As was described in the introduction, one of the primary effects of nsPEF is the induction of nanopores in cell membranes [4,6,8]. Although these nanopores could also appear in the SARS-CoV-2 membrane after the application of a nsPEF protocol they would spontaneously reseal after the given time. Evidence for this resealing of the pores has been reported in EP. Saulis et al. [93] observed the complete resealing of membrane pores occurring in human red blood cells, 20–30 min after the application of an EP electric pulse of 4 kV/cm of 2µs. This transient formation of pores has also been reported in other cell types [94-96]. In the case of nanopores, the resealing process is much faster. Recent results conclude that nanopore resealing occurs in a couple of minutes [97-103].
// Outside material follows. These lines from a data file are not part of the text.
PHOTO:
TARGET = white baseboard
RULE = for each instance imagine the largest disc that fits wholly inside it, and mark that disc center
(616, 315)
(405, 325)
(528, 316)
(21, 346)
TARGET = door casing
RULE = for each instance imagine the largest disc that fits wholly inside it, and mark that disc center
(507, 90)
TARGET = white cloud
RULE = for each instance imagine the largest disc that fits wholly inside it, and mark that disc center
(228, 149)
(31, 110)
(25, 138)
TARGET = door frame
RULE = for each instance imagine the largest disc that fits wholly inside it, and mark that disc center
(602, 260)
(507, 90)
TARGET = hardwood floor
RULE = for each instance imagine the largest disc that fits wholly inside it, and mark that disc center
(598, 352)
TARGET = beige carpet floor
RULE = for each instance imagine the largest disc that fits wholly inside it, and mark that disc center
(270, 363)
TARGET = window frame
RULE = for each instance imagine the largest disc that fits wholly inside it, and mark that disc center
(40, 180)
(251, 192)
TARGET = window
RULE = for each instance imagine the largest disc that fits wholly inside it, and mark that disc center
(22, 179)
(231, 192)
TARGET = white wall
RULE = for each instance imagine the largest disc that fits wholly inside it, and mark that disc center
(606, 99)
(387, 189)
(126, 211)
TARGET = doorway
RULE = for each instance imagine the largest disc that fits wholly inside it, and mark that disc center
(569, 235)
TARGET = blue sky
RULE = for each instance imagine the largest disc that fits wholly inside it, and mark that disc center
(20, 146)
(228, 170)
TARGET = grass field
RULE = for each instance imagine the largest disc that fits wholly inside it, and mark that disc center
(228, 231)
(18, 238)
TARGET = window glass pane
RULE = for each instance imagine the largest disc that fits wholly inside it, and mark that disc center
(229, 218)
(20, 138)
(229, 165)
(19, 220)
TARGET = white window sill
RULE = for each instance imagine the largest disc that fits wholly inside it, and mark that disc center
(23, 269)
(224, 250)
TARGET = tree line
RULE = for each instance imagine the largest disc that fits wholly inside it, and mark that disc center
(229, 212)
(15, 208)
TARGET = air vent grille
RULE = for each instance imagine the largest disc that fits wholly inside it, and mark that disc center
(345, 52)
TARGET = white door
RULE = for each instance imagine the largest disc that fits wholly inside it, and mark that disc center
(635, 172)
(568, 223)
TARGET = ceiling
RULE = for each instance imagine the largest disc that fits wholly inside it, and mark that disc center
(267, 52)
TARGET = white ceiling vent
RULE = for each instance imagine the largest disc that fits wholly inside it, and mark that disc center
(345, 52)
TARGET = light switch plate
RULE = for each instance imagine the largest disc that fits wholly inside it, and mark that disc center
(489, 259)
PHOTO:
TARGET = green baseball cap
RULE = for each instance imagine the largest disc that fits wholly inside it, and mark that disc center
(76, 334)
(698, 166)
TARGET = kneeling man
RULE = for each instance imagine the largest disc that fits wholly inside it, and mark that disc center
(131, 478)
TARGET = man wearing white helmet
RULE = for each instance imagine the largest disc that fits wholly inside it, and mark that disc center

It is important to mention that other kinds of electromagnetic waves capable to damage nucleic acids, such as x-Ray [104] or gamma-Radiation [105] based on highly unspecific ionising radiations are not suitable for viral inactivation, since their photons are also absorbed by proteins. Thus, these radiations cannot produce inactivated SARS-CoV-2 viruses suitable to be used for a vaccine because their application will elicit irreversible conformational changes in the SARS-CoV-2 proteins. Therefore, the advantage of nsPEF is that it may be a suitable technique than can be used for the production of highly immunogenic and inactivated SARS-CoV-2 viruses.

Despite seeming an obvious alternative, we believe that nsPEF has not been taken into account perhaps because it is a new field that most molecular biologists are unfamiliar with. Additionally, this technique may be of particular interest to the industry considering that nsPEF is an inexpensive and accessible technology. In fact, it is perfectly feasible to build an in-house nsPEF device. An excellent review remarking on this point can be read at [106].

Conclusions

A larger body of research is needed to capitalise on the basic knowledge accumulated in the nsPEF field in order to translate it into real demonstrable applications. This paper proposes one of such new applications. In the light of the continuous appearance of new SARS-CoV-2 variants, evaluating nsPEF to generate inactivated SARS-CoV-2 that may, in turn, be used for the production of novel vaccines, is an urgent task. It is expected that, after the application of a suitable nsPEF protocol an inactivated virus harbouring intact proteins and fragmented RNA, should be produced. Thus, resulting inactivated viruses could be used to develop a novel SARS-CoV-2 vaccine where inert viruses expose their proteins in the same conformation as the original viruses. This will ensure that the viral epitopes will remain intact boosting the immune response. This new approach to vaccine development may be not only important to fight against the COVID-19 pandemic, but also to develop vaccines suitable to better address future pandemics.